Tel Aviv-based Bitcoin 2.0 startup Colu has raised $2.5 million in a seed round led by Israeli venture firm Aleph and Spark Capital, with additional investors including BoxGroup and Bitcoin Opportunity Corp., reports the Wall Street Journal. Spark made a previous investment in eToro, a startup launched by Colu co-founder David Ring.
The Wall Street Journal reported that Colu is developing software that it says would allow consumers to securely purchase and store digital tokens, akin to and based on Bitcoin, that could be used as tickets to events, or as digital keys to open online service or physical objects, like hotel doors. Colu says the use of such tokens would be simpler than showing an email printout to a ticketing agent or typing in various credentials in order to access a service.
The aim is to use the Bitcoin open-ledger system to validate a number of transactions.
Bitcoin is “the most secure database on the planet,” said Colu co-founder and chief executive Amos Meiri to the Wall Street Journal.
The newspaper notes that the advantages of decentralized digital ledgers is that information can be verified quickly and a number of intermediaries can be eliminated, saving money and reducing fraud.
However, many of these efforts still rely on a market in Bitcoin, said the Wall Street Journal. In order for individual nodes in the network to confirm transactions, they have to be rewarded. In the case of Colu’s software, the reward comes in the shape of Bitcoin, so the digital currency has to be worth something for the nodes, or miners, to take part in the network.
Meiri told the newspaper he does not see this as an issue, as the Bitcoin network self-modulates, so that if the price of Bitcoin decreases, people stop participating. As fewer individuals participate, the reward for the remaining participants rises, Meiri said.
“Even if bitcoin drops down to $10 it will still be the most secure spreadsheet,” he said.

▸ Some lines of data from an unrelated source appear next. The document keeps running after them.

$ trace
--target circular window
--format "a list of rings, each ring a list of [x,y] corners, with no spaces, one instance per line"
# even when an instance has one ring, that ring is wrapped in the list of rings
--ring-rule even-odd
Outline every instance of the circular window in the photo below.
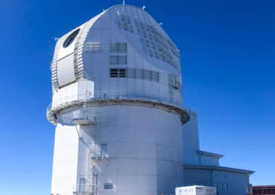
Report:
[[[78,30],[76,30],[75,31],[74,31],[67,38],[66,40],[64,41],[63,43],[63,47],[68,47],[69,45],[72,44],[72,43],[74,42],[74,39],[76,39],[76,36],[78,35],[79,31],[80,30],[80,28],[78,28]]]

Colu’s application is now in beta. The company will open up its API for other apps to use. The Wall Street Journal reported that Colu’s tokens are based on a protocol Meiri and other team members developed several years ago named Colored Coins, which itself is layered on top of Bitcoin.
In its report on Colu’s seed round, VentureBeat noted that the startup’s app is not a wallet. Users would have to store the token somewhere, such as on a computer, phone, or external hard drive. In addition to the API and consumer app, Meiri said that later this year, he plans to introduce a marketplace where people will be able to purchase and trade goods and services using block chain technology.